Владимир Степанович Гордин был моим погодком, судя по письмам, не то на год старше, не то на столько же моложе. В столицу он переехал из Саратова, был не чужд музам, после окончания университета работал журналистом, сначала на радио, потом в газетах, часто разъезжал по командировкам. Семья у него была, видимо, традиционная: жена, дочь, но вот ходок он был, судя опять же по письмам, отменный. Романы у него были длительные, многолетние. Жаль, что я не сохранил их предусмотрительно, забавные образчики трепетных обращений к нему любящих женщин, они могли бы украсить новейший письмовник. Я-то, признаюсь честно, по женской части слабак, личный опыт у меня совершенно ничтожен, только из книг знаю я приблизительно о разных типах любви, впрочем, другой доли не искал и не представляю себя без Марианны Петровны и Златы, которые в свою очередь относятся ко мне жалостливо, но высокомерно, как к безнадежно больному.

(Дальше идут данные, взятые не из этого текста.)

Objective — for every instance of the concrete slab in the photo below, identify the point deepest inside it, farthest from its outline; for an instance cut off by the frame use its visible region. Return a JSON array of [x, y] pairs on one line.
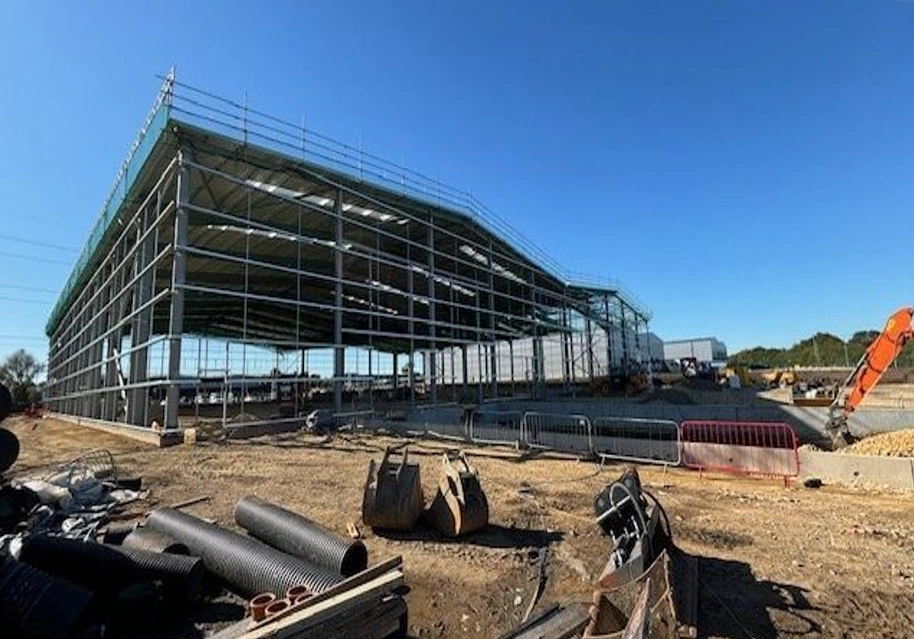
[[145, 435]]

А я, что там я, если бы высшие или низшие силы предложили бы мне новый выбор в начале жизненного распутья, то я выбрал бы тот же путь, какой отшагал уже на две трети.
Саратовский Владимир Гордин не входил в круг моих знакомых довольно долго, хотя я начал различать довольно отчетливые контуры биографии моего невыносимого двойника. Кстати, у Королькова была такая же история с романистом, отличавшимся от него только отчеством, ну и естественно, литературным голосом, но кажется, двойник его уже почил в бозе, мир праху его. Во время моего кратковременного пребывания в "Макулатурке" Степаныч устроился собственным корреспондентом "Комсомольской плавки" в Казахстане, куда, кстати, приглашали вначале меня, но попытав полдня в ЦК ВЛКСМ, мол, что я хотел сотворить с замечательным органом печати и изрядно попугав меня и поручившихся за меня людей, отстали, обвинив напоследок в антисоветчине и потребовав искупительной поездки на БАМ, что через какое-то время я, склонный к конформизму, и выполнил. Затем мой двойник перешел в "Макулатуру и жизнь", откуда я благополучно уволился, изрядно скомпрометированный зловещим Сержантовым. Яйцещемящее ему за то спасибо! Талант мой не окислился в царской водке желтобульварной газеты, а мог бы, мог бы вполне я превратиться ещё в одного литературного хрюнделя, благополучно обделывающего мерзопакостные делишки. Судьба Владимира хранила! Шло время и мы, Владимиры Гордины, не пересекаясь, ходили почти по одним и тем же орбитам, только в разные годы.